Step 6: Unit Testing for Jetpack Datastore Preferences

Let’s proceed with writing unit tests for our code. Here’s a practical example to demonstrate the process.

Inside the setup() method annotated with @Before, we create the DataStore instance using PreferenceDataStoreFactory.createWithPath(produceFile = {“test_preferences”.toPath()}). We then set the main dispatcher to testDispatcher using Dispatchers.setMain(testDispatcher).

In the tearDown() method annotated with @After, we reset the main dispatcher using Dispatchers.resetMain().

Finally, in the “test DataStore write and read” method annotated with @Test, we use runTest(dispatcher) {}, to execute the test case in a controlled environment, which automatically performs the cleanup, instead of using cleanupTestCoroutines() function.

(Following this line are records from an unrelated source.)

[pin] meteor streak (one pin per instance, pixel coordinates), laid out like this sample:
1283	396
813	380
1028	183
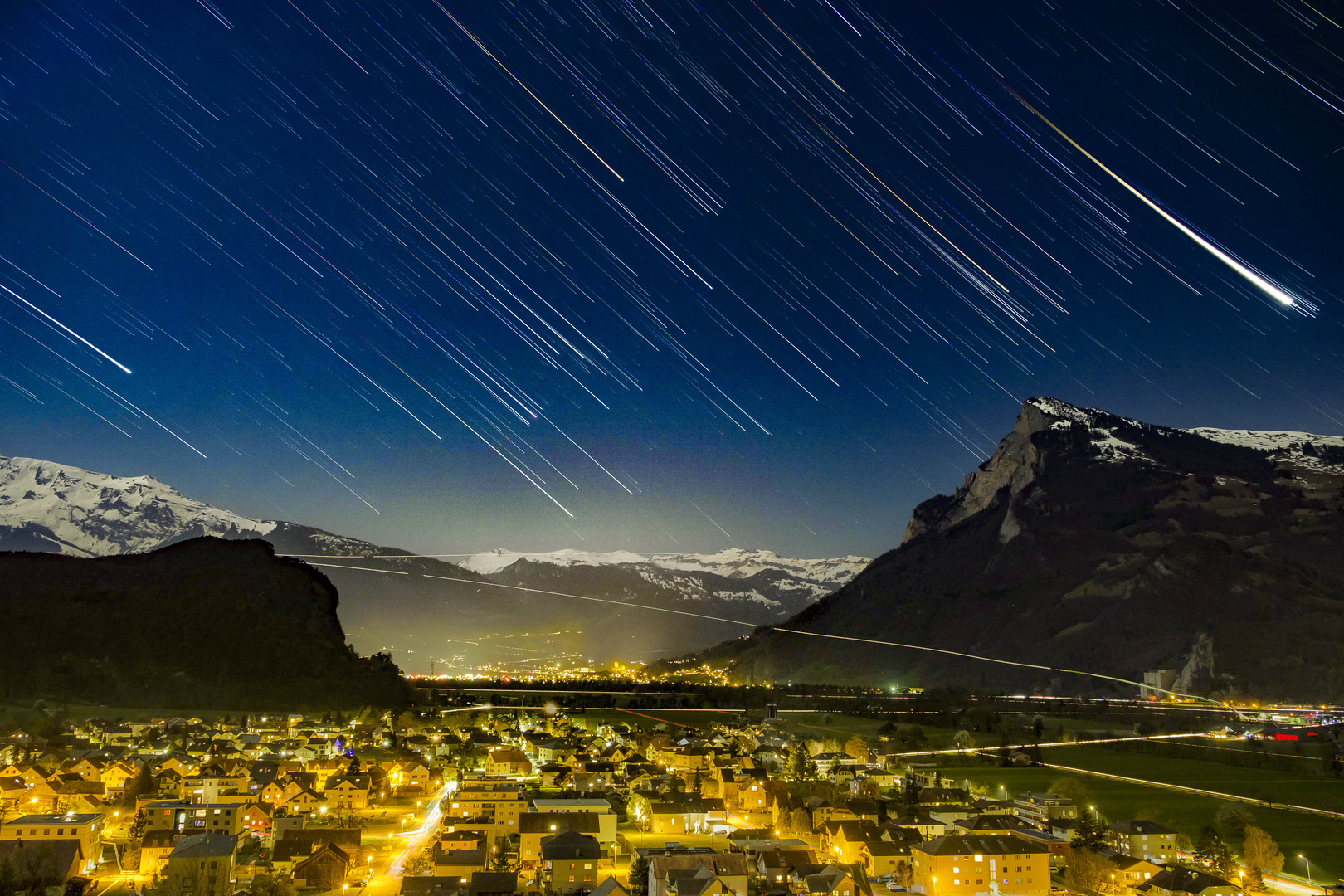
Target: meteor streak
1274	292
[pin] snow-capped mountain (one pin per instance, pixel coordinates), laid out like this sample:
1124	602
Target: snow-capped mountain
65	509
813	578
421	607
1092	542
1304	450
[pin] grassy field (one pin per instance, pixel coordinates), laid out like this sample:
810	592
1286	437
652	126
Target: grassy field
1255	783
1316	837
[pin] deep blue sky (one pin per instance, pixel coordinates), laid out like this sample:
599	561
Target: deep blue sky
780	270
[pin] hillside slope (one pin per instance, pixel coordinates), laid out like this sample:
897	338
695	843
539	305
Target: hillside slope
202	624
487	613
1093	542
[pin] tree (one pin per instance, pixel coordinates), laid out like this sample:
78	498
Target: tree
1261	855
500	860
136	833
421	864
1234	817
139	786
269	884
639	879
905	874
1213	850
910	793
801	766
1089	871
1089	835
1071	789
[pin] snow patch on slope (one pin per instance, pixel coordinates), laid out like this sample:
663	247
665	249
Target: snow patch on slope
1303	449
66	509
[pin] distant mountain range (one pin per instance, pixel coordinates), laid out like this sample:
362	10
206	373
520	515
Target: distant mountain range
424	609
1098	543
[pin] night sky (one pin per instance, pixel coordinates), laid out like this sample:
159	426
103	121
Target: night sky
650	275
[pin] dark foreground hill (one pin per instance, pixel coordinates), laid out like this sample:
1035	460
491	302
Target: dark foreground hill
431	614
1092	542
202	624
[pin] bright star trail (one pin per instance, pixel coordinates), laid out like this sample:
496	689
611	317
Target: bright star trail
652	275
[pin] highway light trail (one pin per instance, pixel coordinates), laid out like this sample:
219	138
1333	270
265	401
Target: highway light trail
1274	292
817	635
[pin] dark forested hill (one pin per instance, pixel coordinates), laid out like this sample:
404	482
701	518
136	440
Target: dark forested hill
199	624
1092	542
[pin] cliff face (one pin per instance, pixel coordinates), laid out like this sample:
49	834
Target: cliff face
1093	542
203	624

import androidx.datastore.core.DataStore
import androidx.datastore.preferences.core.PreferenceDataStoreFactory
import androidx.datastore.preferences.core.Preferences
import androidx.datastore.preferences.core.edit
import androidx.datastore.preferences.core.stringPreferencesKey
import kotlinx.coroutines.Dispatchers
import kotlinx.coroutines.ExperimentalCoroutinesApi
import kotlinx.coroutines.flow.first
import kotlinx.coroutines.test.StandardTestDispatcher
import kotlinx.coroutines.test.resetMain
import kotlinx.coroutines.test.runTest
import kotlinx.coroutines.test.setMain
import okio.Path.Companion.toPath
import org.junit.After
import org.junit.Before
import org.junit.Test
import kotlin.test.assertEquals


@ExperimentalCoroutinesApi
class DataStoreTest {

private val testDispatcher = StandardTestDispatcher()
private lateinit var dataStore: DataStore<Preferences>

@Before
fun setup() {
Dispatchers.setMain(testDispatcher)
dataStore = PreferenceDataStoreFactory.createWithPath(produceFile = { "test_preferences".toPath() })
}

@After
fun tearDown() {
Dispatchers.resetMain()
}

@Test
fun `test DataStore write and read`() = runTest(testDispatcher) {
val key = stringPreferencesKey("test_key ")
val value = "test_value"

dataStore.edit { preferences ->
preferences[key] = value
}

val storedValue = dataStore.data.first()[key]
assertEquals(value, storedValue)
}
}

Conclusion

Jetpack Datastore is a powerful and flexible data storage solution that can be used in Kotlin Multiplatform Mobile (KMM) projects. With its type safety, automatic serialization, and support for both simple preferences and custom data structures, Datastore simplifies the process of managing and persisting data across different platforms. By incorporating Jetpack Datastore into your KMM project, you can efficiently handle data storage requirements and improve the overall user experience of your cross-platform mobile application.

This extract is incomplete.